The only thing I don't [understand] is the last part where it's given as "One may thus equate numerators with numerators and denominators with denominators, giving Euclid's formula"
It uses unique fractionization $\Rightarrow$ uniqueness of reduced fractions (with denominators $> 0),\,$ i.e.
$\qquad\qquad \begin{align}\gcd(\color{#c00}{c,b})=1\\ \gcd(j,k)= 1\end{align}$, $\ \ \dfrac{c}b = \dfrac{j}k\ \Rightarrow\ \begin{align} c&\,=\,j\\ b &\,=\, k\end{align},\ \ \ {\rm for}\ \ b,c,j,k\in \Bbb Z,\ b,k > 0$
Follow the link for a simple proof using Euclid's Lemma (hint: $\,j = ck/b\,\Rightarrow\,\color{#c00}{b\mid c}\,k\,\Rightarrow\,b\mid k)$
Remark $ $ A more conceptual way to derive this parametrization of Pythagorean triples is to employ arithmetic of Gaussian integers $\,\Bbb Z[i] = \{ a + b\,i\,: a,b\in\Bbb Z\}$. Like integers they enjoy (Euclidean) division (with smaller remainder) and this implies they too satisfy the analog of the Fundamental Theorem of Arithmetic = existence and uniqueness of factorization into primes (= irreducibles). This implies that coprime factors of a square must themselves be squares (up to unit factors $\,\pm1,\pm i)$
Thus if $\ z^2 = x^2 + y^2 = (x-y\,i) (x+ y\,i) $ and $\,x,y\,$ are coprime then one easily checks that $\,x-y\,i,\,x+y\,i\,$ are coprime, so being coprime factors of the square $\,z^2$ they must themselves be squares (up to a unit factor).

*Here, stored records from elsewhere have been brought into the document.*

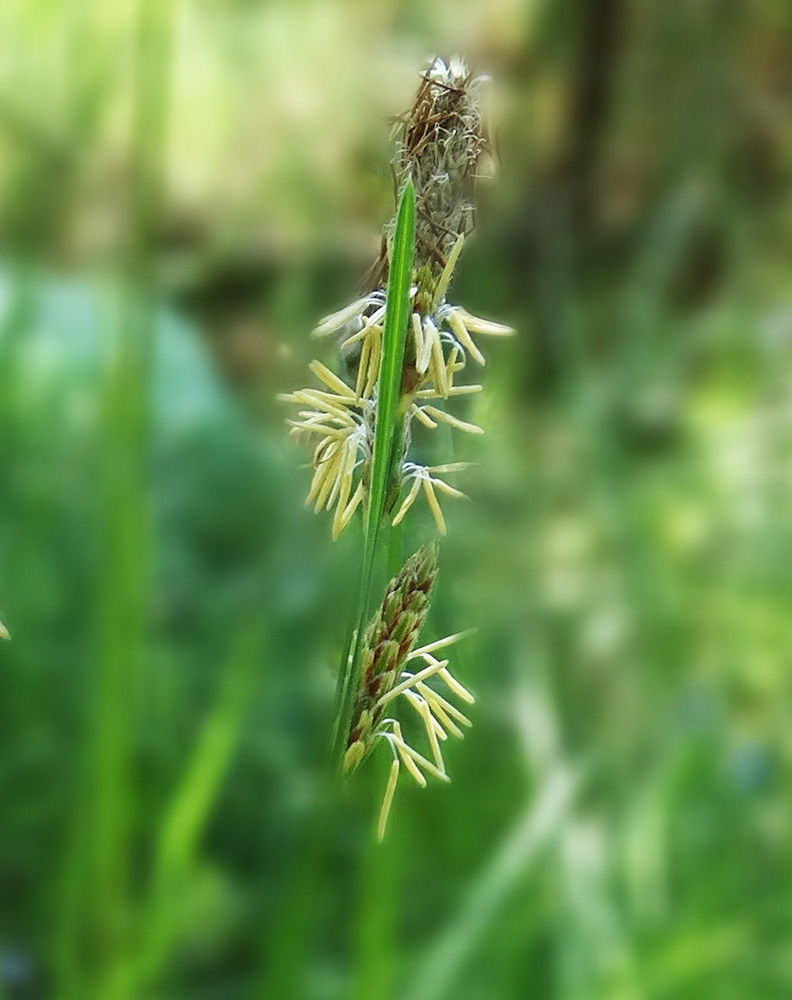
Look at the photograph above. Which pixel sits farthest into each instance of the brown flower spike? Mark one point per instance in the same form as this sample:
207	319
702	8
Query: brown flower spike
386	677
439	142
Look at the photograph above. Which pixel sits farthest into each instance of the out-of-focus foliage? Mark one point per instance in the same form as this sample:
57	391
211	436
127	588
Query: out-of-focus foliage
619	819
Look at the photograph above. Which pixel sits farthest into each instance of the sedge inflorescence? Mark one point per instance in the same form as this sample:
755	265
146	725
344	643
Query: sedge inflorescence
439	143
389	677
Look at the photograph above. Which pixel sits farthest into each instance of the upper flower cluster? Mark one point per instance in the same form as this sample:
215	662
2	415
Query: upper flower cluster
439	142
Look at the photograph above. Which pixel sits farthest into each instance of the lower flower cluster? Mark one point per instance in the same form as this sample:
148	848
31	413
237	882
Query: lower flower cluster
388	679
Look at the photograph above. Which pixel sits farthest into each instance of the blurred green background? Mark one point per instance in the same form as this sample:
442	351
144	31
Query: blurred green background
185	187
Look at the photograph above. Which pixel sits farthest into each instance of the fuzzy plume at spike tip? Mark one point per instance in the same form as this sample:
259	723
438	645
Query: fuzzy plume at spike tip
439	142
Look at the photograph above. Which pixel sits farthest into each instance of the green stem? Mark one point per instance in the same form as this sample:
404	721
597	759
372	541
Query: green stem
386	445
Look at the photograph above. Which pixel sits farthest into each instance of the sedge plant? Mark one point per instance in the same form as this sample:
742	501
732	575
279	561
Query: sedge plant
403	346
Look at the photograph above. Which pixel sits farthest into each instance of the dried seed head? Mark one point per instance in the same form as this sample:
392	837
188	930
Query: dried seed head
388	642
439	142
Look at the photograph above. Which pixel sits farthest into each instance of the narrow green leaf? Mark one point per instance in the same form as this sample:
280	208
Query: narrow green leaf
396	316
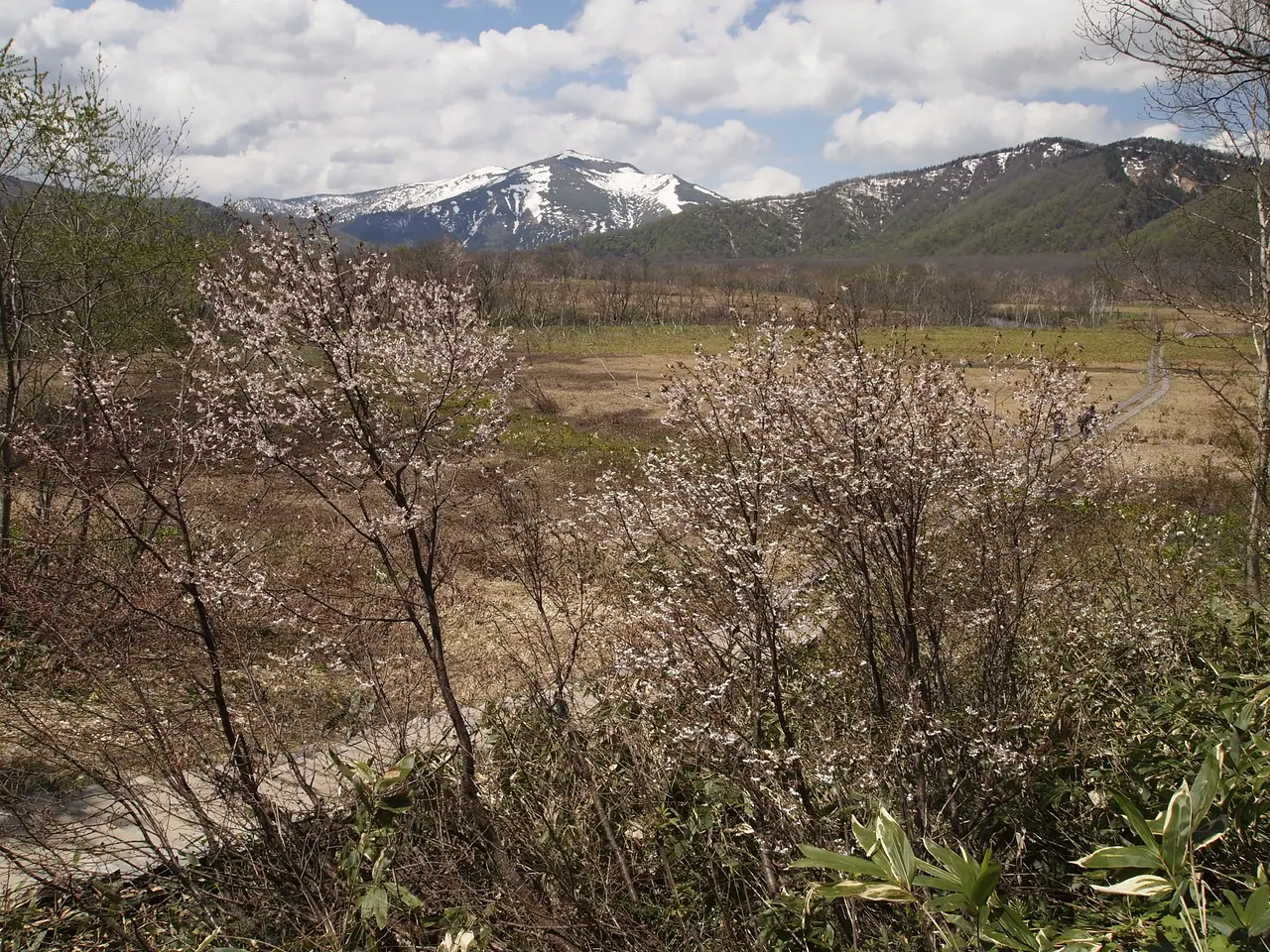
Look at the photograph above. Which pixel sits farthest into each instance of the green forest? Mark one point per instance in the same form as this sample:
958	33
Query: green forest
430	599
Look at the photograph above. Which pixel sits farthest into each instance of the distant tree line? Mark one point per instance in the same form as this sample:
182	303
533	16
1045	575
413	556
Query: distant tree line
563	287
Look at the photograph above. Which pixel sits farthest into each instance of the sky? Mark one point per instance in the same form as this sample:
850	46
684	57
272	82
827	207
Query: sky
287	98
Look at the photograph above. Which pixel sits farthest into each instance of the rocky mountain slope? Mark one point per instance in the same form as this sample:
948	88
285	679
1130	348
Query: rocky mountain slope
549	200
1048	195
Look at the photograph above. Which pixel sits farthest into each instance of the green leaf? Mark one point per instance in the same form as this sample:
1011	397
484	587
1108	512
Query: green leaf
817	858
1176	832
865	837
1146	887
375	905
897	848
1205	789
985	884
871	892
1257	910
1135	820
1120	858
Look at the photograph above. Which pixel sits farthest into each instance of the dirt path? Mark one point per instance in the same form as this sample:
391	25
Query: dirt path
1159	381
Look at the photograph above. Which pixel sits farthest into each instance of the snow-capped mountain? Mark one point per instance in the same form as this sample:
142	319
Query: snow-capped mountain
552	199
1052	195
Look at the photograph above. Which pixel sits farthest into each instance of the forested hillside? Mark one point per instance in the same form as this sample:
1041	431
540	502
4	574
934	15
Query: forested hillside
1049	195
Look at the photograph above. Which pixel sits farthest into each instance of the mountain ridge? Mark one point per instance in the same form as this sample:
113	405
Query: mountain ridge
1052	194
543	202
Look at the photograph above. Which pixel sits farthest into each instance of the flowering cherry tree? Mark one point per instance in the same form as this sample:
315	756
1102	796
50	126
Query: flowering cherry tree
837	560
372	394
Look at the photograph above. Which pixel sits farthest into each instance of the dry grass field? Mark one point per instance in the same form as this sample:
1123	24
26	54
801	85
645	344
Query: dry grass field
601	390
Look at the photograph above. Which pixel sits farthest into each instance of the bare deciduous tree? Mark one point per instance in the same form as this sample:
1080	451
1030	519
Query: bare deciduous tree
1211	60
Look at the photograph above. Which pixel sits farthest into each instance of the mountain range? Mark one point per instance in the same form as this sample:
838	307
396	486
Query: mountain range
1048	195
1051	195
544	202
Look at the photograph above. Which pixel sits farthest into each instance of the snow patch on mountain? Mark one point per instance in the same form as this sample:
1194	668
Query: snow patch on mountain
552	199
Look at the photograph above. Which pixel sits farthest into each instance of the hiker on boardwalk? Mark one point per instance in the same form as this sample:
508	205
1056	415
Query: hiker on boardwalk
1087	419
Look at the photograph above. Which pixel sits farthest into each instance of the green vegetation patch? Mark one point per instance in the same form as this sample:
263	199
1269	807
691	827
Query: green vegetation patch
1096	348
624	340
538	435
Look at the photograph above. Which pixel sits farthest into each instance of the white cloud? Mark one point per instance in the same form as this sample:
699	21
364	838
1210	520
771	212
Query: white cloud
917	134
1164	130
291	96
767	180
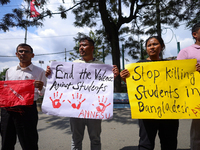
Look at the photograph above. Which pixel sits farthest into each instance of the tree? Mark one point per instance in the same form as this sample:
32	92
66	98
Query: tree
3	74
152	13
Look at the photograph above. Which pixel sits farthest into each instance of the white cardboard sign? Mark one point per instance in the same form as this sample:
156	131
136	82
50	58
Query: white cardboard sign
80	90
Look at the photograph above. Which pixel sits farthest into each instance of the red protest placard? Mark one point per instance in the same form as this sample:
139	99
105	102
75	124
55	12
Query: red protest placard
16	92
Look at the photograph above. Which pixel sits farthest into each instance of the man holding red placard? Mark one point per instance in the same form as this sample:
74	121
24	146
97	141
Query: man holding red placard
22	120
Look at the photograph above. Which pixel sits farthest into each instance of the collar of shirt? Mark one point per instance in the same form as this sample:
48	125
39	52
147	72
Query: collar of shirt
30	67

Thus e.g. $\ x + y\ i\, =\, (m + n\ i)^2 =\ m^2 - n^2 + 2mn\, i,\,$ hence $\,x = m^2-n^2,\ y = 2mn\,$ (using the unit factor $1$; using the other unit factors $\, -1,\pm i\,$ merely changes signs or swaps $\,x,y\,$ values). Notice how very simple the solution is from this perspective.
This is a simple prototypical (arithmetical) example of the simplification that results from the transformation of nonlinear problems into linear problems by working in larger algebraic extension rings. See here for some further discussion of such.
Best Answer
The starting point is observe that: $b^2 = c^2-a^2 = (c-a)(c+a)$. Thus if $b$ is even, then since $(c+a) - (c-a) = 2a$ which is even. So $c-a,c+a$ are both even. Then you can put $c-a = 2p^2, c+a = 2n^2$. If $b$ is odd, then both $c-a, c+a$ are odd. Thus you can write $c-a = k^2, c+a=r^2$. In both cases, you are led to the solution above.